L'ordonnance de clôture de la procédure a été rendue le 4 mai 2023.
MOTIFS DE LA DÉCISION
I - Sur la date d'effet de la rupture de la période d'essai
La SAS Les Ateliers du goût remet en cause la date d'effet de la rupture de la période d'essai estimant qu'elle est effective au 6 août 2019, comme ayant été régulièrement renouvelée, puis rompue le 6 août 2019 par lettre remise en mains propres avec dispense d'exécution du délai de prévenance en raison du comportement déplacé du salarié lors de la remise de cette lettre, précisant que M. [L] [F] avait perçu l'indemnité compensatrice due en raison de l'inexécution de la période de prévenance et la prime liée au bonus en octobre 2019.
M. [L] [F] était soumis à une période d'essai de quatre mois débutée le 7 janvier 2019 et expirant le 6 mai 2019.
Alors que les conditions de son renouvellement ne sont pas critiquées, elle a été prolongée pour une nouvelle période de quatre mois expirant le 6 septembre 2019.
Par lettre remise en main propre le 6 août 2019, l'employeur a notifié au salarié sa décision de mettre fin à la période d'essai, avec dispense d'exécution du délai de prévenance d'un mois.
En application de l'article L.1221-25 du code du travail, la période d'essai ne pouvant être prolongée du fait du délai de prévenance, en cas de rupture pendant la période d'essai, le contrat prend fin au terme du délai de prévenance s'il est exécuté et au plus tard à l'expiration de la période d'essai.

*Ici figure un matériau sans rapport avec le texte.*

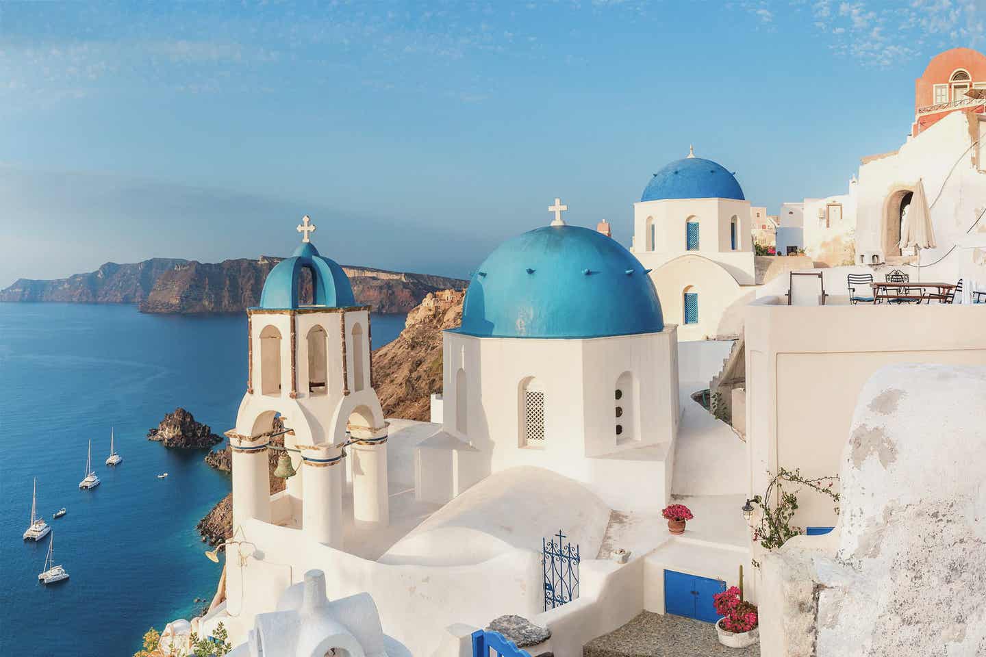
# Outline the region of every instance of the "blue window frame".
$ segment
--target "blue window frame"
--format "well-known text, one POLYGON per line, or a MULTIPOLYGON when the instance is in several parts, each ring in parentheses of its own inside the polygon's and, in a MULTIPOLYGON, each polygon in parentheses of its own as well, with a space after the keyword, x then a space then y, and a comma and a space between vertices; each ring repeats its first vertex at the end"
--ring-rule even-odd
POLYGON ((698 323, 698 293, 686 292, 684 294, 684 323, 698 323))
POLYGON ((698 222, 688 222, 686 246, 689 251, 698 250, 698 222))

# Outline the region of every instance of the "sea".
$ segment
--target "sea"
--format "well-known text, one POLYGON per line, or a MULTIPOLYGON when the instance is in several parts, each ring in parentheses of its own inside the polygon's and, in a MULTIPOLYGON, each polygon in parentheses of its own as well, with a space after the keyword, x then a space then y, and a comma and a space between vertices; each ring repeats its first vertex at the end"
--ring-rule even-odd
MULTIPOLYGON (((372 321, 376 348, 404 315, 372 321)), ((195 524, 230 478, 204 450, 165 448, 147 430, 180 406, 222 435, 246 382, 246 314, 0 303, 0 655, 130 657, 148 628, 208 604, 222 566, 205 558, 195 524), (115 468, 104 465, 110 427, 115 468), (90 440, 103 483, 87 492, 90 440), (39 543, 22 538, 35 479, 52 527, 39 543), (52 537, 70 578, 45 587, 37 573, 52 537)))

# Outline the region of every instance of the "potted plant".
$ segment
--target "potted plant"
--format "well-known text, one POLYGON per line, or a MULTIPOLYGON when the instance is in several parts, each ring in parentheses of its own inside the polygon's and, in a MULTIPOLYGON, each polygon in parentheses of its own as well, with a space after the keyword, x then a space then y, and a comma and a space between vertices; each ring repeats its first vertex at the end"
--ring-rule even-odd
POLYGON ((756 606, 745 602, 738 587, 731 586, 712 596, 712 604, 723 617, 716 623, 720 643, 730 648, 746 648, 760 640, 756 606))
POLYGON ((684 534, 684 524, 695 516, 684 504, 669 504, 661 512, 668 519, 668 531, 671 534, 684 534))

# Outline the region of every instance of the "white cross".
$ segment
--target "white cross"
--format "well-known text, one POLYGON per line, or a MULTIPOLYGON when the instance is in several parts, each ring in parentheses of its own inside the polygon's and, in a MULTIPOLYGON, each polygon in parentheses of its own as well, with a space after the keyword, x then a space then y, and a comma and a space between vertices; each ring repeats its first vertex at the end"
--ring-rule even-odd
POLYGON ((555 218, 551 220, 551 226, 565 226, 565 221, 561 218, 561 213, 566 210, 568 210, 568 206, 562 205, 561 199, 556 197, 555 204, 548 208, 548 212, 553 212, 555 214, 555 218))
POLYGON ((308 215, 305 215, 305 218, 302 219, 302 223, 298 225, 298 232, 305 233, 305 236, 302 237, 303 242, 312 241, 309 239, 309 233, 315 232, 315 224, 312 223, 312 220, 309 219, 308 215))

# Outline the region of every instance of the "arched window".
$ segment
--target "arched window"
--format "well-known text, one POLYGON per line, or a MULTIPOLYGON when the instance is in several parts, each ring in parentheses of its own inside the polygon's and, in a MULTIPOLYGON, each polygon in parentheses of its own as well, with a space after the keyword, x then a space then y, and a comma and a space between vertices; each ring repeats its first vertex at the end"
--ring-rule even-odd
POLYGON ((698 323, 698 291, 688 286, 682 293, 682 307, 684 308, 684 323, 698 323))
POLYGON ((633 408, 633 374, 625 371, 616 379, 616 390, 613 393, 616 401, 616 442, 635 440, 638 438, 635 429, 633 408))
POLYGON ((698 218, 689 217, 685 223, 685 248, 689 251, 698 250, 698 218))
POLYGON ((313 326, 309 331, 309 393, 313 395, 328 394, 326 340, 325 329, 320 326, 313 326))
POLYGON ((363 355, 363 327, 360 326, 359 322, 353 324, 352 330, 353 336, 353 392, 359 392, 363 389, 363 373, 365 371, 365 366, 363 364, 364 355, 363 355))
POLYGON ((260 331, 260 394, 281 394, 281 332, 276 326, 260 331))
POLYGON ((465 387, 465 370, 461 367, 456 372, 456 430, 459 433, 468 431, 469 398, 465 387))
POLYGON ((532 376, 521 382, 521 444, 544 446, 544 388, 532 376))
POLYGON ((972 78, 969 77, 968 71, 965 69, 956 70, 951 74, 951 77, 949 78, 949 82, 951 84, 952 102, 968 99, 968 97, 966 97, 965 94, 969 91, 969 85, 972 83, 972 78))

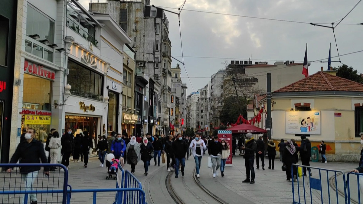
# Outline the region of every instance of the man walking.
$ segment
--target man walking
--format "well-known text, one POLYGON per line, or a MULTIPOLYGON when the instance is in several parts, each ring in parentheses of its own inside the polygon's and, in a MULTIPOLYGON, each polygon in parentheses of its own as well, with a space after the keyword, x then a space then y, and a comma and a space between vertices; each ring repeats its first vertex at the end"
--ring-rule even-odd
MULTIPOLYGON (((16 164, 18 160, 20 160, 19 163, 25 164, 39 164, 41 160, 42 163, 47 163, 46 156, 44 151, 44 146, 42 143, 34 139, 35 130, 32 128, 29 128, 24 135, 25 141, 24 141, 18 145, 15 152, 9 162, 11 164, 16 164)), ((38 173, 40 170, 40 167, 32 166, 24 166, 20 167, 20 173, 21 174, 21 180, 25 183, 25 191, 27 192, 34 191, 32 188, 33 183, 38 176, 38 173)), ((12 169, 9 168, 7 170, 7 172, 11 172, 12 169)), ((49 176, 49 168, 44 167, 44 174, 49 176)), ((32 204, 36 204, 37 195, 36 193, 28 194, 28 200, 30 196, 30 200, 32 204)), ((24 202, 25 199, 24 195, 22 196, 22 200, 24 202)))
POLYGON ((212 159, 213 178, 217 176, 217 171, 221 165, 221 154, 222 154, 222 144, 218 141, 218 136, 214 136, 213 142, 209 143, 208 146, 208 153, 212 159))
POLYGON ((246 166, 246 175, 247 178, 242 183, 249 183, 251 184, 254 183, 254 169, 253 162, 254 162, 254 152, 257 148, 257 144, 252 133, 248 132, 246 135, 246 144, 241 148, 245 151, 245 166, 246 166), (250 180, 250 172, 251 173, 251 179, 250 180))
POLYGON ((257 148, 256 149, 256 164, 257 169, 260 169, 260 158, 261 158, 261 164, 262 170, 265 170, 265 159, 264 155, 265 154, 265 142, 262 140, 262 136, 258 137, 258 140, 256 141, 257 148))
POLYGON ((175 178, 179 175, 179 164, 182 164, 182 177, 184 176, 184 168, 185 167, 185 155, 188 151, 189 145, 183 139, 182 134, 176 135, 178 139, 173 142, 172 147, 175 159, 175 178))
POLYGON ((189 148, 192 150, 192 154, 193 154, 194 160, 195 160, 195 170, 197 173, 197 178, 199 178, 200 177, 199 170, 200 169, 200 165, 201 164, 202 156, 204 154, 204 150, 207 149, 207 145, 203 140, 201 139, 199 134, 197 133, 195 135, 195 139, 191 142, 189 148))
MULTIPOLYGON (((310 157, 311 156, 311 143, 310 140, 306 139, 305 135, 301 135, 301 144, 300 146, 300 156, 301 157, 301 164, 304 166, 310 166, 310 157)), ((304 176, 306 176, 306 168, 303 167, 303 171, 304 172, 304 176)), ((309 171, 311 171, 310 168, 308 168, 309 171)), ((313 176, 311 172, 310 172, 310 176, 313 176)))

Il s'en déduit que, lorsque le délai de prévenance n'est pas exécuté comme en l'espèce, le contrat de travail prend fin au jour de la notification de la rupture, le salarié bénéficiant alors du paiement d'une indemnité égale au montant du salaire et avantages qu'il aurait perçus s'il avait accompli son travail jusqu'à l'expiration du délai de prévenance, indemnité compensatrice de congés payés comprise.
II - Sur l'opposabilité de la convention de forfait
Alors que le contrat de travail le soumettait à une convention de forfait en jours, M. [L] [F] soutient qu'elle est nulle ou inopposable dans la mesure où le seul système auto-déclaratif mensuel des heures réalisées est insuffisant pour permettre à la société d'assurer un suivi de sa charge de travail, que les dispositions de l'article 8 du contrat de travail et de l'article 5 de la convention collective n'ont pas été respectées, faute pour l'employeur d'avoir organisé un entretien alors qu'il avait connaissance d'une amplitude importante de travail, pouvant aller jusqu'à 14 heures.
La SAS Les Ateliers du goût fait valoir qu'elle a valablement soumis M. [L] [F] à une convention de forfait en jours dans les conditions telles que définies par la convention collective du commerce de détail et de gros à prédominance alimentaire, qu'elle contrôlait le temps de travail du salarié par le biais des justificatifs mensuels de présence qu'il établissait et qui font apparaître une amplitude horaire d'environ 10 heures par jour et un respect des repos quotidiens et hebdomadaires, que l'amplitude déclarée de 14 heures ne concerne que les jours où il a effectué des déplacements dans le cadre de ses fonctions, lesquels doivent être soustraits du temps effectif de travail, que le 5 juillet 2019, le salarié a été reçu en entretien pour faire le point sur son travail et notamment évoquer l'articulation entre sa vie privée et vie professionnelle au cours duquel il n'a pas évoqué de difficulté relative à son temps de travail ou même une surcharge de travail.
L'article L.3121-63 du code du travail prévoit que les forfaits annuels en heures ou en jours sur l'année sont mis en place par un accord collectif d'entreprise ou d'établissement ou, à défaut, par une convention ou un accord de branche.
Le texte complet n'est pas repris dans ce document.